A bigger-than-expected fall in industrial production together with a sharp decline in factory orders in Germany in March suggested that the first quarter economic performance was weaker than the official estimate, deepening the fears of recession.
Largely reflecting the contraction in auto production, industrial output dropped 3.4 percent from February, when production increased by a revised 2.1 percent, Destatis reported Monday. Economists had forecast a monthly fall of 1.3 percent in March.
On a yearly basis, industrial production growth improved to 1.8 percent from 0.7 percent in the previous month.
Excluding energy and construction, industrial output decreased 3.3 percent in March from February.
Energy production grew 0.8 percent monthly, while construction output fell 4.6 percent.
Production of capital goods declined 4.4 percent and that of intermediate goods fell 3.5 percent. Production of consumer goods also decreased in March, but only by 0.1 percent.
Data showed that the manufacture of motor vehicles and related parts declined 6.5 percent after an increase of 6.9 percent in February.
Decreases in production of machinery and equipment and construction output also accounted for the decrease in overall production.

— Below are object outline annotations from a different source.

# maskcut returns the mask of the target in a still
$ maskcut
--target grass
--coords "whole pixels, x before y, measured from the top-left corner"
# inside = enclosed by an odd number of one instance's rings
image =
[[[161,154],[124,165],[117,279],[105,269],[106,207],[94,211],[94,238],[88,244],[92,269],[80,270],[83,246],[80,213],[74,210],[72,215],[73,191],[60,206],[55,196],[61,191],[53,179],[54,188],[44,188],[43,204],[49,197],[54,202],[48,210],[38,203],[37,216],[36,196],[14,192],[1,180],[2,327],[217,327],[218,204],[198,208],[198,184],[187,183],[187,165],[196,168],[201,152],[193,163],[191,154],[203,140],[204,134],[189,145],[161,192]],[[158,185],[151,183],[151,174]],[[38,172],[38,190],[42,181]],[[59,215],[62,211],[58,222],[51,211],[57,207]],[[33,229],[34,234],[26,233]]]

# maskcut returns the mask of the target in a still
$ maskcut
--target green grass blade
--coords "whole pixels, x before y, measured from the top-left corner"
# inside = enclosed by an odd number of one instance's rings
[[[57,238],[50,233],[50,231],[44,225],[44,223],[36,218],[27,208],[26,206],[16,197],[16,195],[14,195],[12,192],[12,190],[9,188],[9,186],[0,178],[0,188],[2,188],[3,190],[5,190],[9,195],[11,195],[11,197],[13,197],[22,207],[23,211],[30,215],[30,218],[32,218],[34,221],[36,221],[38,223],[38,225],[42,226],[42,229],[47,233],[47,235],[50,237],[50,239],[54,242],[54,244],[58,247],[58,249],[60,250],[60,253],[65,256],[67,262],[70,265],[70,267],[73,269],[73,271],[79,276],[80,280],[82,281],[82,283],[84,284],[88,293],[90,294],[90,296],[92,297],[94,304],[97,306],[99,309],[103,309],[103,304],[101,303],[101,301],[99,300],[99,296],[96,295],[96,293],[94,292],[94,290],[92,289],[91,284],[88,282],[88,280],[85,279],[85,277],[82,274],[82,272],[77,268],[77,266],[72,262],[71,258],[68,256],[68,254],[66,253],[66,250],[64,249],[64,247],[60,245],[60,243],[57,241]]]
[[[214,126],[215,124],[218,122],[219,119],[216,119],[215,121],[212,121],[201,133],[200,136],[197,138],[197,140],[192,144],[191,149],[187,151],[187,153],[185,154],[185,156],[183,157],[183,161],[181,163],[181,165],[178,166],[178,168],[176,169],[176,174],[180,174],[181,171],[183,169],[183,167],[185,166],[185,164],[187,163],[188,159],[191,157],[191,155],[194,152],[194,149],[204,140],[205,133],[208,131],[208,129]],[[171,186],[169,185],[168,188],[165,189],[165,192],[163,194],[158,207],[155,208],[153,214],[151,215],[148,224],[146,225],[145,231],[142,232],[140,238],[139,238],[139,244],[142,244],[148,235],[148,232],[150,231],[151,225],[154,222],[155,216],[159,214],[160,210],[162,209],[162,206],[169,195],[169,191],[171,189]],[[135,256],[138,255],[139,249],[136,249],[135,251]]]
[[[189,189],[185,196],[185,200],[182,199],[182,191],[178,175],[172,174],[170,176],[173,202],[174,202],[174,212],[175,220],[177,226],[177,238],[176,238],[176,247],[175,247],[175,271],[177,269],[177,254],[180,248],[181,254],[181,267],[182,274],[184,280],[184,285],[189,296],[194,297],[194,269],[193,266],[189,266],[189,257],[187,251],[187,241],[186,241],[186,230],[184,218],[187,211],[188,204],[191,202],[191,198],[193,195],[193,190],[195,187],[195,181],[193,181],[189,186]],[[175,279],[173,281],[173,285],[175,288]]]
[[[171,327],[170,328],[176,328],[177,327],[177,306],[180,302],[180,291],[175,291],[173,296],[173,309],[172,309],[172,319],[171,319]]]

In the first quarter, industrial production increased 2.5 percent from the previous quarter.
Data released last week revealed a 10.7 percent plunge in factory orders in March, which had offset the 4.5 percent increase in February.
Going forward, the picture for German industry remains mixed, ING economist Carsten Brzeski said, adding that some kind of short-term rebound is on the cards as the latest data is so weak.
There is a high chance of a downward revision to the first-quarter GDP growth, pushing Germany officially into a technical recession, the economist said.
Official data showed that the output in the largest euro area economy remained flat in the first quarter after a 0.5 percent contraction in the fourth quarter.
The International Monetary Fund forecast the German economy to shrink 0.1 percent this year and to expand 1.1 percent in 2024.